Shares of SpaceX went below their offer price of $135 on Wednesday for the very first time since its IPO in June, demonstrating that no record-setting IPO can remain untouched once the excitement of the first day of trading has passed.
Anyone who purchased the stock after its IPO might find the ride painful. On Wednesday (July 15), the stock reached an intraday low of about $132 before rallying to close right above the offer price of about $135.27.
The stock finished trading on Wednesday down about 0.6%. Business Insider said the stock hit an intraday low of $132.15 on Wednesday and closed at $135.28, which is about 40% off the high of $225.64 that the stock achieved shortly after its public debut last month.
That high is the essence of the story. SpaceX set its price, went public, soared, and has been shedding its gains for weeks. Its public debut happened on June 12th, and Business Insider reported a valuation at $85.7 billion, resulting in a market capitalisation exceeding $2 trillion.

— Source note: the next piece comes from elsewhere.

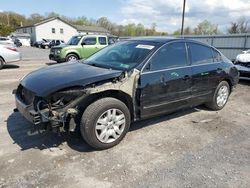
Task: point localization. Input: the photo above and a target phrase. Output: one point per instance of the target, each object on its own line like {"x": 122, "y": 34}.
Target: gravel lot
{"x": 191, "y": 148}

Reports from InvestingLive put the highest valuation at over $2.6 trillion, but it eventually stabilised at around $1.78 trillion by Wednesday afternoon. SpaceX has plummeted by around 13% ever since its inclusion in the Nasdaq 100 and its inclusion did not help to stop the decline.
As per the analysts quoted by InvestingLive, the reason why the stock has declined can be attributed to a familiar cluster: traders booking profits, unwinding of many bullish bets that were made following the listing and worries about how SpaceX finances its ambitions.
The company had issued bonds worth $25 billion in a bid to pay for its ambitions in the field of artificial intelligence, but the opinion on Wall street about the efficacy of this expenditure remains divided. In addition, the upcoming Federal Reserve rate hikes are creating further pressure on the overvalued tech companies.
There is also not much left to support the price. The underwriters already fully utilized the green shoe feature, which allows them to buy additional shares to stabilize the performance of a new stock. So, there is no space left for any intervention. Doubters point to a last year’s loss of $4.9 billion and many unfulfilled ambitions.
The bears are getting louder. “All we have is hope right now but hope isn’t a business strategy,” Keith Snyder, a CFRA Research analyst with a sell rating on the stock, told Business Insider. He said he wants to see growth actually arrive before turning more positive.
The long-term forecasts shared by Wall Street show a more cheerful picture, revealing where the crux of the matter is. Morgan Stanley, one of the major underwriters of the deal, puts the target price of the stock at $300 for the next 12 months. Meanwhile, JPMorgan suggests that the stock will reach the price of $225 by the end of 2027.
The most pessimistic, and at the same time, the most cautionary estimate comes from Morningstar, which puts the value of the stock at $63—well below its current price. The supporters of SpaceX claim that the company deserves its high price owing to the fact that it is one of the leaders and pioneers in providing launch services as well as operating the Starlink network. Critics, in their turn, raise doubts over the issue of valuation, governance, and the willingness to pay for future possibilities.
The existence of such pricing power underlying those bullish cases has already been put into doubt by a previous report from Cryptopolitan. A working paper released earlier this month by economist Akhil Rao, and which is available on arXiv, claims that SpaceX’s Falcon 9 costs to launch a satellite are likely to have dropped by 70% between 2012 and 2026, while the price of the launch had only dropped by approximately 6% in real terms. This means that cost savings have been capitalized on by SpaceX’s owned Starlink instead of being passed onto consumers. Now the market is re-evaluating the company’s vertical integration, whether it is beneficial or a disadvantage.
SpaceX is not collapsing by itself. Business Insider has suggested that the current development signifies the end of the so-called honeymooning period of AI listings that has defined 2026 so far. SK Hynix, which ranked as the largest foreign IPO in the US at $26.5 billion, has also fallen below the initial price of $170 per share.
Cerebras surged by 109% at the beginning before getting back almost half of the value. Meanwhile, CoreWeave’s stock was up almost 400% from the 2025 offering price before losing most of those gains and currently remains far below its peak. All the examples share the same pattern of rise, fade, and falling stock left in between the price and listing prices.
The ensuing developments concerning SpaceX are certain. The company will be announcing its first earnings report as a publicly listed entity in the first week of August, followed by the expiry of the initial lock-up period allowing employees and early investors to cash in their stakes, thus increasing the supply of an already underperforming stock.
In addition, investors will be expecting the next test flight of the Starship, the vehicle that is crucial to the company’s plans concerning both its satellites and AI-based infrastructure, including the establishment of data centers in orbit and the launch of missions to the Moon.